Microsoft’s ambition to become carbon negative by 2030 has long positioned it as a leader in corporate climate action. With plans to reduce emissions across all Scopes and scale permanent removals, the technology giant helped set the bar for what bold corporate climate strategy could look like. But the past year has brought that leadership into question – and raised broader doubts about the credibility of net zero pathways based heavily on carbon removal.
In March 2024, Microsoft was one of 239 organizations delisted from the Science Based Targets initiative (SBTi), a significant blow to its climate credentials. Despite reaffirming a net zero commitment, just two months later the firm reported a 29.1% rise in total emissions, with Scope 3 emissions from their supply chain and product use increasing up to 30.9%. The rise in emissions triggered a wave of reputational criticism, especially from those tracking whether firms’ emissions trajectories actually align with their stated targets.
Yet, Microsoft has since continued to prove its dedication to its climate commitments.
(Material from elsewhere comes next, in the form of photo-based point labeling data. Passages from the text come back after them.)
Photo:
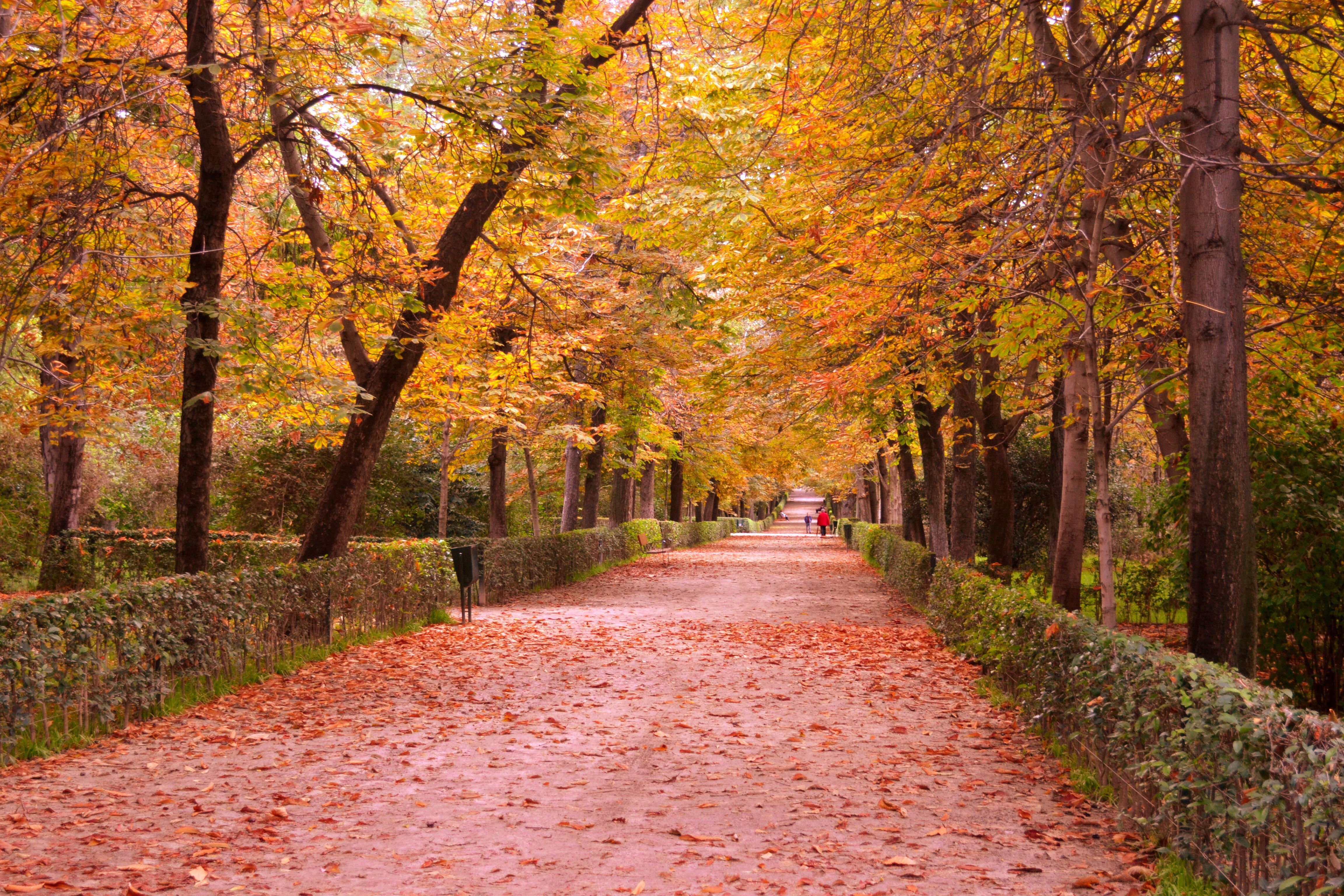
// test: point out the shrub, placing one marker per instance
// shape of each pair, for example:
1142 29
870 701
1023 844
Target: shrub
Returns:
96 657
523 565
1232 773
April 2025 has seen the organization make a flurry of announcements – from record-breaking permanent carbon removal purchases, to reforestation projects on former mine land, to sustainable aviation fuel deals – all aimed at addressing Scope 3 emissions and restoring climate credibility.
But here lies the tension: can an organization continue increasing its emissions while leaning on increasingly large carbon removal purchases to offset the difference? Microsoft is effectively asking the market to accept that rising emissions and rising offsets can coexist – a proposition that remains unproven. Ultimately, the question is whether this strategy is a genuine acceleration of climate action to meet the firm’s ambitious targets, or a sophisticated attempt to paper over rising climate risk with high-dollar removals.
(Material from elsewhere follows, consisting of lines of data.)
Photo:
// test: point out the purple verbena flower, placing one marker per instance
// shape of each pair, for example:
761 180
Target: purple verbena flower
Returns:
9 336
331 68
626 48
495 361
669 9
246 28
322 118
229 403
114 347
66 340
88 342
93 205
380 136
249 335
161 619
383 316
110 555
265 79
Microsoft’s example can offer corporate sustainability leaders two key lessons. Firstly, Scope 3 emissions – which often represent the majority of a firm’s footprint – remain a formidable challenge, and addressing them requires action across both upstream and downstream categories (see Verdantix research on Scope 3 categories 1-4, 11, 12 and 15). Secondly, organizations need to build net zero strategies that don’t just look credible on paper but reflect real-world emissions reductions.
The jury is still out on whether Microsoft’s approach meets that bar – or if instead it is stretching the limit on what it means to reach net zero.